Bedrijven die voorraad hebben lopen verschillende soorten kosten voor hun voorraad. Bedrijven proberen de soorten en hoeveelheden van voorraden die ze hebben effectief te beheren om zo kosteneffectief mogelijk te werken. Kosten die verband houden met voorraad worden over het algemeen gecategoriseerd als directe kosten of indirecte kosten.
Materiële kosten
De kosten van de werkelijke voorraad worden als directe kosten beschouwd. Bedrijven moeten inventaris kopen om het door te verkopen, en de meeste bedrijven moeten het in voorraad hebben zodat het beschikbaar is om aan klanten te verkopen. Bedrijven moeten de voorraadniveaus vaak bekijken om altijd de juiste hoeveelheid op voorraad te houden. Door te weinig voorraad te hebben, kunnen bedrijven verkoopkansen mislopen. Als een bedrijf te veel voorraad heeft, zit het geld erin vast, waardoor mogelijk een negatieve cashflow ontstaat.

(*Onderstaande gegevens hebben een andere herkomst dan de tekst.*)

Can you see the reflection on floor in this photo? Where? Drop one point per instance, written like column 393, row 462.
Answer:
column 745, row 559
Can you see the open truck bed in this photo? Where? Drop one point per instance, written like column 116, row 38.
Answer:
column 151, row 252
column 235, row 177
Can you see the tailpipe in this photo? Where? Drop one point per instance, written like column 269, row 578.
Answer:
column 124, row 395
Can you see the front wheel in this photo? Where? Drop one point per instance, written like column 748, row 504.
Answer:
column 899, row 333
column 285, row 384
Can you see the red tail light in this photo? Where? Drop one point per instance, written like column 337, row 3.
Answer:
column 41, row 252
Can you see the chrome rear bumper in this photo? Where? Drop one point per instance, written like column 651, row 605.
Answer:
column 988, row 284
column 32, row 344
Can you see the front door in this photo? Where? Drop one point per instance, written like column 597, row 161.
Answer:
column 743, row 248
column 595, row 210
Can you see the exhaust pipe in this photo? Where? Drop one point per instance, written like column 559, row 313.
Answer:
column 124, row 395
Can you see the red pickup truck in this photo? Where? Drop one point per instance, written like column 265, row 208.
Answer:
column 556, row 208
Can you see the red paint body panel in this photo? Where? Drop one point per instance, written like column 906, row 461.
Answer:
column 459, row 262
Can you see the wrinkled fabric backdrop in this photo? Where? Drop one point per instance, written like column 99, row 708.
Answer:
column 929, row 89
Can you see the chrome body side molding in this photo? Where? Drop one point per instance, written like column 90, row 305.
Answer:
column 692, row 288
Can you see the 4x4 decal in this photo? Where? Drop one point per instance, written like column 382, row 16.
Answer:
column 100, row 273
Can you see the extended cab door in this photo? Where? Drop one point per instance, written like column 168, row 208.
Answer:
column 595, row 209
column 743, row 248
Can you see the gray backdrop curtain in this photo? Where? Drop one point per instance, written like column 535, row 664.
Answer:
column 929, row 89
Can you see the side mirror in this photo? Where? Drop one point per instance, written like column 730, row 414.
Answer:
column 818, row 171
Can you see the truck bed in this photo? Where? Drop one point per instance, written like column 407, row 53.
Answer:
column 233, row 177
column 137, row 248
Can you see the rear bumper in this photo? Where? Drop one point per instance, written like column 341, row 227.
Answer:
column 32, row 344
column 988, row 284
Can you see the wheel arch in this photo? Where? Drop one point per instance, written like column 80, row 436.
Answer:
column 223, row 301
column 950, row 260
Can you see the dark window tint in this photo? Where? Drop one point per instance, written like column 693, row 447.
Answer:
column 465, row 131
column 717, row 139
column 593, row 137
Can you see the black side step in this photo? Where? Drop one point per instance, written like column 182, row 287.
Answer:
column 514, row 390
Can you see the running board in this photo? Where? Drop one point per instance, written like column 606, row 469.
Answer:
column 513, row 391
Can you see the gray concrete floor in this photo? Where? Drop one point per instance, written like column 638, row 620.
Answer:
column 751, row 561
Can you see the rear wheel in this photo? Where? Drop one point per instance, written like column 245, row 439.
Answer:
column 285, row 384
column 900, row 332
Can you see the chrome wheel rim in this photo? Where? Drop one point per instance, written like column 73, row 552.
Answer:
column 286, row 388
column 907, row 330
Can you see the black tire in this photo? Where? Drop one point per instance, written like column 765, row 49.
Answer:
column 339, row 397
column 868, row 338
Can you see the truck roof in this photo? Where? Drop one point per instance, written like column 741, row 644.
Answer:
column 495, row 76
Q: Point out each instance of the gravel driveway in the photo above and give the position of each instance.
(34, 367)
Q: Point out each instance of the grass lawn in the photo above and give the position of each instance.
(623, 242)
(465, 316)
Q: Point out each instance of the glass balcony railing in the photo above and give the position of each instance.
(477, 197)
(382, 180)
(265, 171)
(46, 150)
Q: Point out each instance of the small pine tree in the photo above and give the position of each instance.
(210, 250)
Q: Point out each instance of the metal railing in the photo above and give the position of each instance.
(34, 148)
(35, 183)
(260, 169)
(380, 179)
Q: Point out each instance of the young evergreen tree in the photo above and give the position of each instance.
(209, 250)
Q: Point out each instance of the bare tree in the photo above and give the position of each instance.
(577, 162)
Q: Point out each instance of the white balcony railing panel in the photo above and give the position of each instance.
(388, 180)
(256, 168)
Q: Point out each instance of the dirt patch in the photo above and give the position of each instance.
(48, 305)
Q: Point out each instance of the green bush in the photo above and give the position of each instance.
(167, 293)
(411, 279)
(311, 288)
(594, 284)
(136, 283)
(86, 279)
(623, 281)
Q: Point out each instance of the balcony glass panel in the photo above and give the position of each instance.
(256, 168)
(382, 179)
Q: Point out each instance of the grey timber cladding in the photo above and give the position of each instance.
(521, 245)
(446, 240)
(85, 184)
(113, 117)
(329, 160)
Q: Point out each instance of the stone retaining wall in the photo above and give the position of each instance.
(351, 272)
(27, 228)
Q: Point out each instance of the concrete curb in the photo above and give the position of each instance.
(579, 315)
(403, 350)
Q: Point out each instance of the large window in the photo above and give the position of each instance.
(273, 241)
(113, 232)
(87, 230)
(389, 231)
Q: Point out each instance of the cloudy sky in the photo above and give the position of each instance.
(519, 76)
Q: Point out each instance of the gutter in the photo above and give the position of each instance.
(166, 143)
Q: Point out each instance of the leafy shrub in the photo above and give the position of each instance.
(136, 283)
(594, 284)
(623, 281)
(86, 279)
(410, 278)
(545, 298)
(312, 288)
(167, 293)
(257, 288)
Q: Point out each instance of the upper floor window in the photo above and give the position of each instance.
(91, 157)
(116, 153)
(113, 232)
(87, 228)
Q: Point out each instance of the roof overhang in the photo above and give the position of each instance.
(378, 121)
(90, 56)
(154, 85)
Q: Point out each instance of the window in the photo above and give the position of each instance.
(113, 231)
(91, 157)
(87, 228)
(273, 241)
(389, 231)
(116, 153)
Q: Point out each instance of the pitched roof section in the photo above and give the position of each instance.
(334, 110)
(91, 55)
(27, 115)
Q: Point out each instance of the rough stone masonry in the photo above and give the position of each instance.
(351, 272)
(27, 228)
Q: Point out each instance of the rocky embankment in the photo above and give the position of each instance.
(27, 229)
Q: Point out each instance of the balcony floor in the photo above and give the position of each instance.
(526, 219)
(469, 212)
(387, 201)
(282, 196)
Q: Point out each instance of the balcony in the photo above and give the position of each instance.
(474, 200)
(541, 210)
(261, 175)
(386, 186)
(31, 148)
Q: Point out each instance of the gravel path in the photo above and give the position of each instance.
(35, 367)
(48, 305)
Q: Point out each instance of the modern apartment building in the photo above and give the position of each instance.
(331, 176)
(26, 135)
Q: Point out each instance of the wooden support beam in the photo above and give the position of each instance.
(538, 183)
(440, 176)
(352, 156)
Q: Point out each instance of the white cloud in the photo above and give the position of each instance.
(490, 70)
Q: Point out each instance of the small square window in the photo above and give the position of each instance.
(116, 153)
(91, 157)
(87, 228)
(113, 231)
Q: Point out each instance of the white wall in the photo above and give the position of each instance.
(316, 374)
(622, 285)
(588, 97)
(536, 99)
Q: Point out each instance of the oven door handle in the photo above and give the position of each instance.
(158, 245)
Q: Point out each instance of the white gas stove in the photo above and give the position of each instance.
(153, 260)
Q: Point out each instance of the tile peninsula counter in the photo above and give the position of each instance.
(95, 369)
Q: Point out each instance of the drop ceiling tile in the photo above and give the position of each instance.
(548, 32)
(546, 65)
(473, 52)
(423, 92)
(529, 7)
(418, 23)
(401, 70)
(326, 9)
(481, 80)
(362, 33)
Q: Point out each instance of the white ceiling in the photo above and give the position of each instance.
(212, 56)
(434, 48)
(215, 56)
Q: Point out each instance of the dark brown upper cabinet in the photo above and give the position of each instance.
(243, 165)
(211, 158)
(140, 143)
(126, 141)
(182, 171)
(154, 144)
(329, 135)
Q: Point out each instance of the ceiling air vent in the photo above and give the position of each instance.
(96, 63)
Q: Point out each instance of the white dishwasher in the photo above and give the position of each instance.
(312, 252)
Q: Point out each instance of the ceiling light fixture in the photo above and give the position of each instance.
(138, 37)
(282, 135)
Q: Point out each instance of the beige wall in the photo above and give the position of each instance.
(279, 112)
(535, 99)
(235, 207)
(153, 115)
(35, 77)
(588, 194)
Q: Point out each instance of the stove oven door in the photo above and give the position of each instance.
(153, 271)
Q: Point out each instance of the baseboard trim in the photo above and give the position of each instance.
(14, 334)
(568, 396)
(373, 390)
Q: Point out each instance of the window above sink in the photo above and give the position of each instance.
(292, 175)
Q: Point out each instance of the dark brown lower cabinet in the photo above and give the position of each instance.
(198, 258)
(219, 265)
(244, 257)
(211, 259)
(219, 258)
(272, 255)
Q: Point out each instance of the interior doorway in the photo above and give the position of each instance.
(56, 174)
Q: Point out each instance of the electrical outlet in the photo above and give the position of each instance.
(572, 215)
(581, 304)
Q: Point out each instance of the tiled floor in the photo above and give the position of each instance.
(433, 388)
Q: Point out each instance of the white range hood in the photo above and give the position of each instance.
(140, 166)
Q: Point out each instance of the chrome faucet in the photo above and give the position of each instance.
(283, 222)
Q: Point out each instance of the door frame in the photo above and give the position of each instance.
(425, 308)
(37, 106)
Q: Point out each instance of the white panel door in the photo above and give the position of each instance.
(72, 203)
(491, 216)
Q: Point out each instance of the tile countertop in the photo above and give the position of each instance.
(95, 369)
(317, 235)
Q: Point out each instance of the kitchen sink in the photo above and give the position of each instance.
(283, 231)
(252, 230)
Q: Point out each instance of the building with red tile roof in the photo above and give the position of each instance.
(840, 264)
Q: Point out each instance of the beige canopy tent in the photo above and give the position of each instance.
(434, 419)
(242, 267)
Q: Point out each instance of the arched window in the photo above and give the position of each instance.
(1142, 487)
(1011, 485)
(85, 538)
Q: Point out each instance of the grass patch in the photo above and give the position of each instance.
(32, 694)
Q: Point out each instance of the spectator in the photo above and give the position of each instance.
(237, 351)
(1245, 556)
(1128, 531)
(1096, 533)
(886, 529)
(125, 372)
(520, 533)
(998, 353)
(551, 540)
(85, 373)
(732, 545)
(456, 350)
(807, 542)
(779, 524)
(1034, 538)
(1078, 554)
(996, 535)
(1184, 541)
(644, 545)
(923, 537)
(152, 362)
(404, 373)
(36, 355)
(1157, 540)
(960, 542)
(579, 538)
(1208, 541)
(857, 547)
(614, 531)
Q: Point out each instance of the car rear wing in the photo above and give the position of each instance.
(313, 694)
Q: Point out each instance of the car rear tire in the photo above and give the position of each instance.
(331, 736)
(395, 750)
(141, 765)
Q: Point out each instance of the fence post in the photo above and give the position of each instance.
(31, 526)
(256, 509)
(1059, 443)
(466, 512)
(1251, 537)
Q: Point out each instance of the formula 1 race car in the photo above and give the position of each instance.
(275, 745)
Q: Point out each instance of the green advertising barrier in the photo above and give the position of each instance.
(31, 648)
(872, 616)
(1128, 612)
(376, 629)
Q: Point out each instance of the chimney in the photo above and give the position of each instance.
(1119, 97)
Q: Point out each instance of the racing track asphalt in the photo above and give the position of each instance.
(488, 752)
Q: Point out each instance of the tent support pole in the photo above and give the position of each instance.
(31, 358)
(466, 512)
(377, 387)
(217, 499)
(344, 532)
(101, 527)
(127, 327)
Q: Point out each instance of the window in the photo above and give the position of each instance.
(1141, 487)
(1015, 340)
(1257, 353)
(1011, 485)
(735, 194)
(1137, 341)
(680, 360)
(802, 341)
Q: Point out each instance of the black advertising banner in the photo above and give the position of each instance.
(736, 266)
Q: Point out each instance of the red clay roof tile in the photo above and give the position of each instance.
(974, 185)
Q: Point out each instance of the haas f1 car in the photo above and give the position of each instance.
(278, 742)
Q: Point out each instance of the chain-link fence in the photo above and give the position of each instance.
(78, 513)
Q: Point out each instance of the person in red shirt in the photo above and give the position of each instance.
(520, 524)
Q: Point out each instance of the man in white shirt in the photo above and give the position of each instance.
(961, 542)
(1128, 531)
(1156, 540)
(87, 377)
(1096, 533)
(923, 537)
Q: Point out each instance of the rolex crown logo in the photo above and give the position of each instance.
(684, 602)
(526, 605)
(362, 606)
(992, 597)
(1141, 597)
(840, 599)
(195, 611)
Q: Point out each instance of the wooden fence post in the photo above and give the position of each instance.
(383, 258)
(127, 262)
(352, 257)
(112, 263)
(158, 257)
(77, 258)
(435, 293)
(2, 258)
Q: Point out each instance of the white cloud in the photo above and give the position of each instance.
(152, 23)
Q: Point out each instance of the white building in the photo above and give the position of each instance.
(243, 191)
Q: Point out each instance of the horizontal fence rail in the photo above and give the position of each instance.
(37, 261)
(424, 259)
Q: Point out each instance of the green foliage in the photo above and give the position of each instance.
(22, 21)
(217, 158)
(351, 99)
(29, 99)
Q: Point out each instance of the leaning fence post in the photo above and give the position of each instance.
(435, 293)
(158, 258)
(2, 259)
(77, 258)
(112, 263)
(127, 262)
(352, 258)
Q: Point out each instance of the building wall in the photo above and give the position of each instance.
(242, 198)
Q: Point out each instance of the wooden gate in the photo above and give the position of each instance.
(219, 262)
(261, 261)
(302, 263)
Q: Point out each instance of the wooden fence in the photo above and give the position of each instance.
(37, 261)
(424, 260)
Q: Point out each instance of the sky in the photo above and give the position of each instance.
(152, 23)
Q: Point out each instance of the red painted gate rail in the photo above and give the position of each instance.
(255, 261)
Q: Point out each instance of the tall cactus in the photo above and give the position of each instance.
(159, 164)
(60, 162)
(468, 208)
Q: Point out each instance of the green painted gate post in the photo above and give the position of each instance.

De kosten voor het geld dat in voorraad is vastgemaakt, worden indirecte kosten genoemd die rechtstreeks verband houden met de voorraad.
Vervoerskosten
Een andere directe kosten verbonden aan de voorraad zijn de vrachtkosten. Om een inventaris te hebben, moet een bedrijf het ophalen of laten verzenden. Deze kosten zijn over het algemeen niet gratis en meestal is de koper verantwoordelijk voor het betalen ervan.
Vervoerkosten
Het laatste type directe kosten dat aan de voorraad is gekoppeld, noemen we de kosten. Dit zijn kosten die betrekking hebben op het opslaan en verplaatsen van de voorraadgoederen. Voor het opslaan van voorraad moet een bedrijf een magazijn of magazijn hebben. Samen met de kosten van het magazijn zijn de kosten voor verzekering, salarissen en belastingen. Alle kosten met betrekking tot het opslaan, verplaatsen en verwerken van de goederen zijn inbegrepen in de boekwaarde.
inkrimping
Krimp is een veel voorkomend probleem voor bedrijven met inventaris. Krimp verwijst naar inventaris die ontbreekt, wordt gestolen of beschadigd. Dit wordt niet vaak gedetecteerd totdat een telling van de fysieke voorraad is genomen. Op dat moment is de hoeveelheid voorraad die het bedrijf moet hebben groter dan de voorraad die het bedrijf daadwerkelijk heeft. Deze indirecte kosten zorgen ervoor dat de prijs van goederen toeneemt om de kosten van het breken of verdwijnen van goederen te compenseren.